Un dossier coordonné par :
Vincent Bourdeau, Simon Cottin-Marx, Fabrice Flipo, Julienne Flory, Anahita Grisoni, Yves Jouffe, Antoine Lagneau, Antoine Le Blanc, Olivier Michel (membres du comité de rédaction de Mouvements) et avec la participation amicale de Barnabé Binctin, Stéphanie Cabantous, Eve Poulteau.
Ce numéro 84 de la revue Mouvements est le dernier qui aura été conduit sous la baguette de notre cheffe d’édition, Julienne Flory.
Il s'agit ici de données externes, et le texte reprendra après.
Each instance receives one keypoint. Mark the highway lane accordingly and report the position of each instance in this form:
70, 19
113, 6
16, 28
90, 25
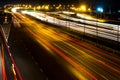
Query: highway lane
27, 66
108, 32
83, 61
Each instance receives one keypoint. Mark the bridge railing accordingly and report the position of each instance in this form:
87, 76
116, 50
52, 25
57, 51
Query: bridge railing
9, 69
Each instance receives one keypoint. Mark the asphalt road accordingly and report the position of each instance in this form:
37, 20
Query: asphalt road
28, 67
60, 56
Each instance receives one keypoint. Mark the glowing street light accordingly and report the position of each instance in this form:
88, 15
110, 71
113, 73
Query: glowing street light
100, 9
82, 8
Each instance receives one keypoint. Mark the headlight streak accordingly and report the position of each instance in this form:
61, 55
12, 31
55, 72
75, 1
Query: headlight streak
88, 62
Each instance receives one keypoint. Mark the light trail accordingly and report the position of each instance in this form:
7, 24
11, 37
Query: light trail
108, 31
83, 60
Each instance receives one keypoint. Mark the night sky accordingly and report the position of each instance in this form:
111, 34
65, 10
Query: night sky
104, 3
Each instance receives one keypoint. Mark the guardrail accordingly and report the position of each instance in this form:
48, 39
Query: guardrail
10, 70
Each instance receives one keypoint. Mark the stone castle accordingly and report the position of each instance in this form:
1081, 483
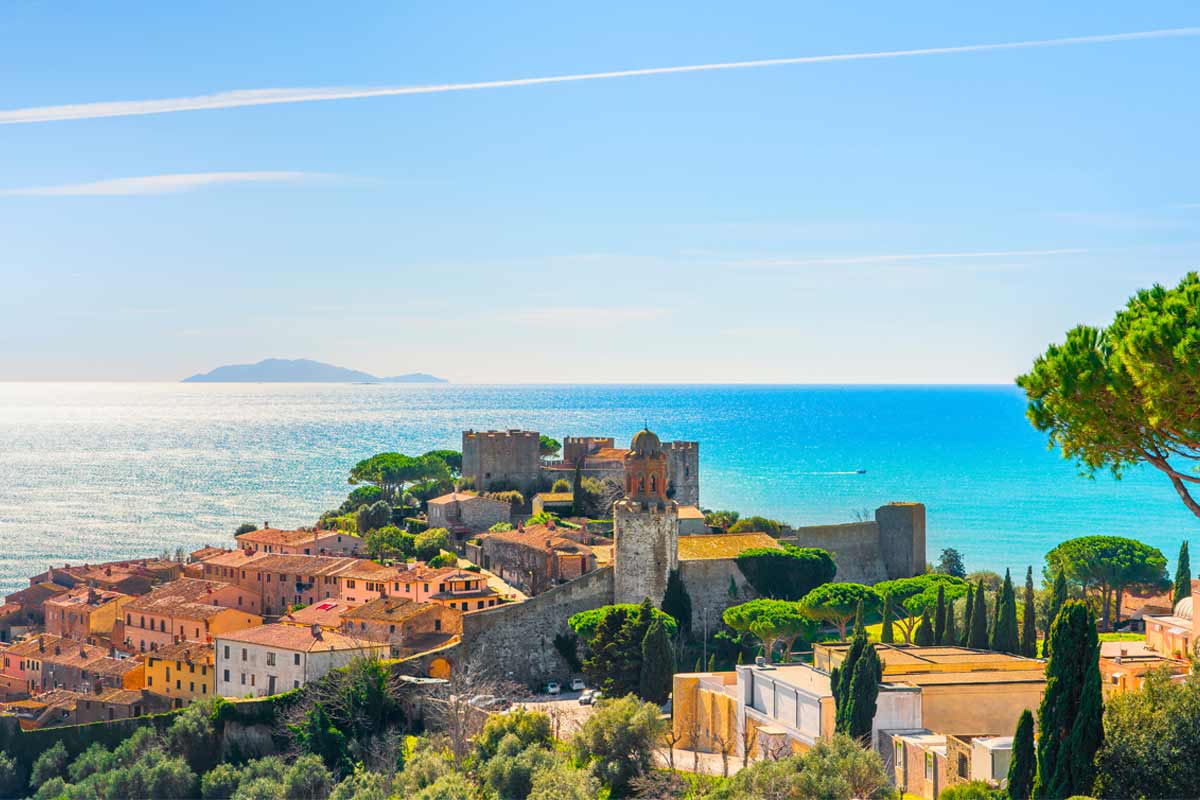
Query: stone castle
517, 641
511, 459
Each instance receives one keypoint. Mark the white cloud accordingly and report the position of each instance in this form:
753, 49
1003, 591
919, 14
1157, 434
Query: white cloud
173, 184
301, 95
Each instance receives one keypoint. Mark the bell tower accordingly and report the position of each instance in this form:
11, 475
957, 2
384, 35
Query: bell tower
646, 524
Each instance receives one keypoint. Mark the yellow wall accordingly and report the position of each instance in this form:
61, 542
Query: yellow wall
982, 709
711, 715
196, 680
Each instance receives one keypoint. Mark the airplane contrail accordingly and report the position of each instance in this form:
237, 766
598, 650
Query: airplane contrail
275, 96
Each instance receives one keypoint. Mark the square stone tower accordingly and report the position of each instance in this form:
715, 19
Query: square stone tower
646, 525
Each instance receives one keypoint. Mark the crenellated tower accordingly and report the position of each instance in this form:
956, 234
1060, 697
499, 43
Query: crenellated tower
646, 524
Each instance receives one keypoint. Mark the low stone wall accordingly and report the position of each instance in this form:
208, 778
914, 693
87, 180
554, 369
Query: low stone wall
516, 642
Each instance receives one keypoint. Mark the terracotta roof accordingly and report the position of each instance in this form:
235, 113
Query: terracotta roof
114, 667
85, 596
276, 536
461, 497
190, 595
191, 651
293, 637
205, 553
309, 565
70, 653
327, 613
388, 609
721, 546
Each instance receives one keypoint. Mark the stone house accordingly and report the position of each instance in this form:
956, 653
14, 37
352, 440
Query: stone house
84, 612
273, 659
535, 558
187, 609
299, 542
405, 625
465, 513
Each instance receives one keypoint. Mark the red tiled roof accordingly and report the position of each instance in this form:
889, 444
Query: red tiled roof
293, 637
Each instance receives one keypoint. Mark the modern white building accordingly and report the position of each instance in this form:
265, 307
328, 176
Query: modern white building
273, 659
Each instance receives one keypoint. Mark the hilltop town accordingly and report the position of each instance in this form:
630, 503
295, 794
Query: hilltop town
558, 573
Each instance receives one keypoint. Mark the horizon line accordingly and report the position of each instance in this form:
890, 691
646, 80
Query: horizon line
249, 97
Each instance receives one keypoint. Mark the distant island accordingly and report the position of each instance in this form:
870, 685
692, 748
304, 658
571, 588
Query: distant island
301, 371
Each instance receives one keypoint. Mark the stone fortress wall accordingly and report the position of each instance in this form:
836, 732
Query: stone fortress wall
516, 642
504, 458
683, 471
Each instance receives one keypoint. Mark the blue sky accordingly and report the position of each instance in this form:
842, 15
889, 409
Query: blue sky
935, 218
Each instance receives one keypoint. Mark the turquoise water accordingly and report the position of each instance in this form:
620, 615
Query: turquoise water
91, 471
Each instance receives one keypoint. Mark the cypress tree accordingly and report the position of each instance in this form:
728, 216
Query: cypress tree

L’économie actuelle des revues où fondent les subventions dont nous avons bénéficié ces dernières années nous oblige à nous séparer d’elle : qu’elle soit ici remerciée pour tout le travail accompli au long de 7 années riches d’échanges, de fous rires, de coups de fouet dans les dernières lignes droites.
2 Ce décompte se retrouve sous la plume de Gramsci, l’un des dirigeants du PCI, voir : A. Gramsci, « Introduction », in Ecrits politiques, Tome III, Gallimard, 1980, p. 32.
3 Voir, sur le site de l’Insee, la précision suivante : « Cette définition n’est plus en vigueur dans le nouveau zonage en aires urbaines (octobre 2011) » : http://www.insee.fr/fr/methodes/default.asp?page=definitions/espace-rural.htm
4 Le seuil était de 5 000 emplois initialement, chiffre revu à la hausse en 2010, à 10 000 emplois notamment pour s’adapter aux intercommunalités existantes, puis en 2011, les plus petits pôles sont redevenus des aires urbaines mais « petites et moyennes », l’urbain s’étendant ainsi symboliquement. Voir l’évolution et la justification des zonages de l’INSEE : http://www.insee.fr/fr/methodes/default.asp?page=zonages/processus_actualisation_au.htm
5 http://halemfrance.org
6 Gilles Laferté, « Des études rurales à l’analyse des espaces sociaux localisés », in Sociologie, 2014/4 (Vol. 5).
7 Voir aussi le numéro de la revue Agone, « Campagnes populaires, campagne bourgeoises », N°51, mai 2013.
8 Voir le dernier numéro (N°9, septembre 2015) de la revue Z sur Toulouse et la lutte contre le barrage de Sivens : www.zite.fr.